Google text normalization challenge with LSTM encoder/decoder

tl;dr: This project takes on text normalization with an LSTM encoder/decoder.

Github repo
Jupyter notebook for the data preprocessing, model training, and model prediction code.
If you want to load my encoder-decoder model, download the hdf5 file and run the following lines of code to play around with my trained model:
import load_model from keras.models
model = load_model(‘saved_model.hdf5’)
If you want to see my predicted results on the 100,000 tokens in the test set, take a look at the “test_predictions” file. Both the model and test predictions are in my Github repo.

Overview#

Text normalization is the process of transforming text into a single canonical form that it might not have had before. In class, we’ve used text normalization for storing and searching information in a canonical form; ie, in the question answering assignment we converted each token to lowercase, removed punctuation, and stemmed to improve the semantic meanings stored in our word frequency vectors. Here, I extend this approach to address text-to-speech (TTS) normalization- numbers, dates, acronyms, and abbreviations are non-standard “words” in text that need to be pronounced differently in speech depending on context. For example, “123” could be pronounced “one two three” if you’re counting, and “one hundred twenty-three” or even “one twenty-three” if you’re referring to the number 123 or reading off an address.

My project is based on the Google Text Normalization Challenge on Kaggle. Given a large corpus of written text aligned to its normalized spoken form, I will train an RNN to learn the correct normalization function.

Data#

The Kaggle dataset is a dataset of general text where the normalizations were generated using an existing text normalization component of a TTS system. Lines with "" in two columns are the end of sentence marker. Otherwise, there are three columns, the first of which is the “semiotic class” (Taylor 2009), the second is the input token, and the third is the normalized output. All text is from Wikipedia. All data were extracted on 2016/04/08, and run through the Google Kestrel TTS text normalization system. The full dataset has 1 million training examples, but I am going to train my model on 500,000 training tokens (half of the full dataset) due to time and resource constraints. I will test my model on a subset of 100,000 test tokens.

Linguistic intuition#

LSTMs share clear parallels with high-level human language processing. Humans process and comprehend sentences within the structure of semantic and syntactical contexts. As you read this essay, you understand each word based on your understanding of previous words; you don’t throw everything away and start thinking from scratch again. Your thoughts have persistence.

Traditional neural networks can’t do this, and it seems like a major shortcoming. For example, imagine you want to classify what word will come next in a sentence. It’s unclear how a traditional neural network could use its reasoning about previous words in the sentence to inform later ones.

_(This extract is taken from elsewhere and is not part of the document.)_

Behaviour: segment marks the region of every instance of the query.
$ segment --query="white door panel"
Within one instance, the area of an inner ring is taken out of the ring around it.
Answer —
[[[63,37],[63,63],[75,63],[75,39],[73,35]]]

Recurrent neural networks (RNNs) address this issue. RNNs are networks with chain-like loops in them, which allows information to persist. This chain-like nature reveals that recurrent neural networks are intimately related to sequences and lists—they’re the natural architecture of neural network to use for such data. One of the appeals of RNNs is that they are able to connect previous (and future, for bidirectional RNNs) context information to the present task. If RNNs could do this, they’d be extremely useful. But can they? It depends.

Sometimes, we only need to look at recent information to perform the present task. In such cases, where the gap between the relevant information and the place that it’s needed is small, RNNs can learn to use the past information. But there are also cases where we need more context. Consider trying to predict the last word in the text “I grew up in France… I speak fluent French.” Recent information suggests that the next word is probably the name of a language, but if we want to narrow down which language, we need the context of France, from further back. It’s entirely possible for the gap between the relevant information and the point where it is needed to become very large.

Unfortunately, as that gap grows, RNNs become unable to learn to connect the information. In theory, RNNs are absolutely capable of handling such “long-term dependencies.” Sadly, in practice, RNNs don’t seem to be able to learn them and struggle with these long-term dependencies. on the other hand, Long Short Term Memory networks (LSTMs) are a special variant of RNN that are capable of learning long-term dependencies.

LSTMs are explicitly designed to avoid the long-term dependency problem. Remembering information for long periods of time is practically their default behavior, not something they struggle to learn! All recurrent neural networks have the form of a chain of repeating modules of neural network. In standard RNNs, this repeating module will have a very simple structure, such as a single tanh layer. LSTMs also have this chain like structure, but the repeating module has a different structure. Instead of having a single neural network layer, the repeating module in an LSTM contains four interacting layers.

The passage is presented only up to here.